Ambição e frustração



É muito frequente as pessoas se perceberem inteligentes, capazes e habilidosas. Essas percepções, quando existentes em contextos que impossibilitam ou dificultam sua expressão, criam revolta, frustração e também ambição e ganância. 

Sentindo-se especialmente inteligente e belo, por exemplo, mas não conseguindo ser reconhecido como tal, o indivíduo começa a construir seu caminho de realização criando metas, propósitos e projetos. Aparecem, assim, os que fracassam e os que conseguem. Quanto mais fracassos, quanto menos se aceita a constatação de não conseguir, mais revolta, inveja e agressividade. Essas pessoas formam a fileira dos ressentidos, e muitas vezes até mesmo dos marginais que tudo querem dilapidar. Por outro lado, quando são vitoriosos nas realizações de suas metas e objetivos desenvolvem maior ambição, insatisfação, vazio e desprezo pelo semelhante (que é então visto como inferior, igual a si mesmo) e a super valorização de quem pode lhes abrir portas por estar no alto da pirâmide social econômica.

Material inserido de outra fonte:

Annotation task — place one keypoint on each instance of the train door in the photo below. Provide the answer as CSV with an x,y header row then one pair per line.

Fracassados e ambiciosos constituem a massa de manobra, a matéria prima que cria os prepotentes. A impotência não aceita, de ser pobre por exemplo, ou de não ser socialmente reconhecido, ou não ser visto como dentro do ideal de beleza, de não habitar os padrões de excelência aprovados pelo sistema, todas essas constatações geram oportunismos expressos em afirmações como: "sou pobre, mas sou gênio; sou feio, mas tudo decido pois controlo a liderança da empresa". Sentir-se socialmente falhado, não reconhecido, não recompensado é a base dos revoltados e subservientes, pelegos e submissos.

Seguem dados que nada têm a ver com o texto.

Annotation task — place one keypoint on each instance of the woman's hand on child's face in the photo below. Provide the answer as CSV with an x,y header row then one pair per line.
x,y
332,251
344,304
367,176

O primeiro passo para atingir resultado é virar produto, é se coisificar, é alienar-se. Esse problema começa quando se resolve avaliar, quando se verifica o posicionamento, as vantagens e desvantagens dentro do sistema e então passa-se a agir em direção a metas estabelecidas: vive-se para atingir índices, situações e sucesso. É a velha questão do ajuste a padrões para conseguir bons resultados, agora mais ampliados pelos contextos neo liberais, como monetização, ou seja, transformação de tudo em dinheiro, em fonte de lucro, em sucesso, em resultado, em bem-estar. É submeter-se à alienação se igualando à medida, a critérios de escambo e assim negando a própria realidade humana, psicológica e vivencial.

A realidade da vida é a não medida, é a vivência do qualitativo, do estar com o outro e consigo mesmo, vivendo seu presente, sua realidade, seus limites, e com eles dialogando e se transformando ao transformá-los. Vida é processo, não é resultado. A continuidade do existir não pode ser emparedada e contida em "caixinhas" de aceitação, decepção, gloria ou frustração.